ゆいは、なにかを決意したようにむくっと起き上がった。
「あおいちゃん」
「ん……まだ眠い」
「ゆいね、ずっと言いたかったことがあるの」
「え。なに。唐突に怖いんだけど」
深呼吸をひとつ。
寝起きのあおいの顔を見つめながら、ゆいは――言った。
「――そろそろさ、二人の愛の結晶が欲しいね」
あおいは静かに瞬きをした。
二秒ほど固まったあと、ゆっくりと起き上がる。
「……え」
「赤ちゃん! ゆいとあおいちゃんの赤ちゃん! ぜったい可愛いよ!」
「いや、ちょっと待って」
「くりくりの目で、ちっちゃい手で、あおいちゃんの寝癖そっくりで、性格はゆい似で、絶対天使!」
完全にスイッチが入っていた。
「だって、いつもいっしょで、だっこもするし、ぎゅーもするし、キスもするし、もう結婚してるようなもんでしょ」
「……まぁ、否定はしないけど」
「だったらっ! 子どもがいてもおかしくないよね!」
ゆいは両手であおいの肩を掴む。
「ねぇあおいちゃん……ゆい、あおいちゃんとの“家族”がほしい」
あおいは一瞬だけ言葉を失った。
ゆいが、未来の話をこんなに真剣にするなんて。それだけで胸がきゅっとする。
「……ゆいの気持ちは嬉しいよ。ほんとに」
「じゃあ」
「でも」
「でも」
あおいは姿勢を正し、ゆっくりと言う。
「ゆい。私たちさ、女の子同士だよ」
「???」
「自然には……赤ちゃん、できないんだよ」
ゆいの表情がぴたんと止まった。
「そんな……!」
目にじわっと涙がたまる。
「こんなに愛し合ってるのに!? なんで!?」
「そこ感情で解決しようとしないで」
あおいは、泣きそうなゆいの肩にそっと手を置いた。
「落ち着いて。呼吸して」
「してるよ……してるけど悲しい……」
「はいはい。じゃあ説明するね」
あおいは“冷静モード”に入る。
「私たちはどっちも女の子。
だから、自然妊娠のプロセスに必要な“役割の組み合わせ”が揃わないの」
「役割……」
「うん。生物は、役割分担で子を残す仕組みになってるから」
「ゆい、生物の授業、出てなかったでしょ」
「出てたよ。でも黒板のイラストが恥ずかしくてノート閉じてた……」
「つまり聞いてないじゃん」
あおいは短くため息をつく。
「女の子同士の恋はすごく素敵。
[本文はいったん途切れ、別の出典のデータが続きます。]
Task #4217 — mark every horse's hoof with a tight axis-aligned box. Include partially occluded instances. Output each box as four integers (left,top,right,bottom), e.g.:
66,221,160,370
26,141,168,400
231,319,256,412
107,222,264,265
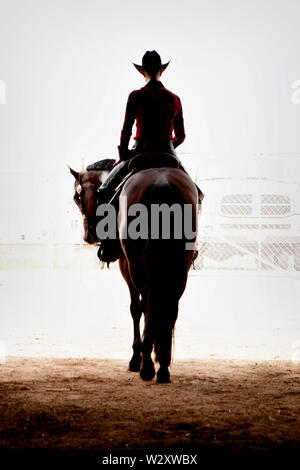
156,369,171,384
140,361,155,382
128,358,141,372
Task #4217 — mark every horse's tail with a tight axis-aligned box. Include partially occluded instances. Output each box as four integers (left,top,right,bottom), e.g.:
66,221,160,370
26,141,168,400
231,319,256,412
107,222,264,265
143,182,188,366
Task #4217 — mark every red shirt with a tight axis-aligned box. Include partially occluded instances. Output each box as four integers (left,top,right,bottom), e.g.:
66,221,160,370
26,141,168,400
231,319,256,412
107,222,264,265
121,80,185,149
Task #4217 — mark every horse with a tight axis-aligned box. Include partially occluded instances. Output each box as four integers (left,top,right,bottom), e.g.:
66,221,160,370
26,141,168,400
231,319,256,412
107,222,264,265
70,157,198,383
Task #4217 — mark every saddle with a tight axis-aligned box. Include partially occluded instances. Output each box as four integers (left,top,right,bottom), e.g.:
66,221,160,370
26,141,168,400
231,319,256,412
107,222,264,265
109,152,180,198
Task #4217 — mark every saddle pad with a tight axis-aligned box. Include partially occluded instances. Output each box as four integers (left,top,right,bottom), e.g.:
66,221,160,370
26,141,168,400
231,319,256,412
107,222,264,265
128,152,179,171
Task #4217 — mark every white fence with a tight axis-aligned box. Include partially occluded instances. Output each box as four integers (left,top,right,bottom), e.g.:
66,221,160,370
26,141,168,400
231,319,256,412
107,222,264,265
0,156,300,276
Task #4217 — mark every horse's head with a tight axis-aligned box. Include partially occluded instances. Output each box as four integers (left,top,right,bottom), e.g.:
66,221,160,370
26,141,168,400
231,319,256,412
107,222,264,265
69,167,108,245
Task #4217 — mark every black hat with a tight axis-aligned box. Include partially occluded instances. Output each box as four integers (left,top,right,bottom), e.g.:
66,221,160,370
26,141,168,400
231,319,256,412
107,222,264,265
133,51,170,74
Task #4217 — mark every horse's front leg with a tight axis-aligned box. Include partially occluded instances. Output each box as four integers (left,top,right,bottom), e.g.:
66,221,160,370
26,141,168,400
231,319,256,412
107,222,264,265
128,288,142,372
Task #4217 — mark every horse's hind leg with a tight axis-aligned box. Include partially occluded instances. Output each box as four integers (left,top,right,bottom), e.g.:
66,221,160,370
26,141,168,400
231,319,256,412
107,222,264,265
119,256,143,372
128,289,142,372
140,313,155,381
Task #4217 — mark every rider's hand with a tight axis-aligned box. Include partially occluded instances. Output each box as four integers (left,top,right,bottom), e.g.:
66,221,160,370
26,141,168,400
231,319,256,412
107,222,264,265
113,160,121,168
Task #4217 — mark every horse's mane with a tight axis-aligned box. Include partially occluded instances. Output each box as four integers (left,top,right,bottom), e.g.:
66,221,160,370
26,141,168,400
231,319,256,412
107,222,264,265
86,158,116,171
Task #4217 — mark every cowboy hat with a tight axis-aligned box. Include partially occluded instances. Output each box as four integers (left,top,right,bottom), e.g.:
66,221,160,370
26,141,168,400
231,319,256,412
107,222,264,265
133,51,170,74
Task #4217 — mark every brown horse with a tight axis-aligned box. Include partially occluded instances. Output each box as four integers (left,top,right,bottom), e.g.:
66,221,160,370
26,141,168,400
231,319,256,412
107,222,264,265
69,158,198,383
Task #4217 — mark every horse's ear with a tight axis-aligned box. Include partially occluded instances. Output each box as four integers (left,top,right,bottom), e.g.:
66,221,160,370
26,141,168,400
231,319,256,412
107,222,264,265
68,165,79,180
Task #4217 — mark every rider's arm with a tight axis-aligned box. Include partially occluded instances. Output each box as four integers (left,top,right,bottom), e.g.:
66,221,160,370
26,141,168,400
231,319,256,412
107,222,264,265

でも、生物学的には“受け取る側×受け取る側”の組み合わせで、そこには足りないピースがあるの」
「ピース……」
「うん。パズルみたいに、本来なら“はめ込む側”と“受け取る側”がセットになることで、遺伝情報の交換が成立する。
でも、私たちは“同じ形のピース同士”なの」
ゆいは指を合わせて、パズルの形を真似する。
「……同じ形同士は、ハマらない……」
「そういうこと」
ゆいはバサッと布団に倒れ込んだ。
「なんで……なんでゆいとあおいちゃんのピースは同じ形なの……」
「それは知らん」
「世界のバカ……!」
「世界に八つ当たりしない」
しばらく布団にもぐってじたばたしたあと、ゆいは小さな声で言った。
「でも……じゃあ、ゆいたちは……一生赤ちゃん作れないの……?」
その問いに、あおいは一瞬だけ言葉を詰まらせる。
“生物の仕組み”という壁が、ふたりの未来に影を落とした瞬間だった。
世界は、ときどき残酷だ。
どれほど愛し合っていても、どれほど毎日「好き」と言い合っても、
身体は、感情の都合で形を変えたりはしない。
生物とは、恋よりも法律よりも遥か前からある“仕組み”で動く。
“子を残す”という設計図は、個人の願いや夢を考慮して作られたものではない。
だから、願いはぶつかる。
だから、希望はゆがむ。
そして、この世界では。
その齟齬に、とんでもない方法で折り合いをつける仕組みが、ちょうど動き始めようとしていた。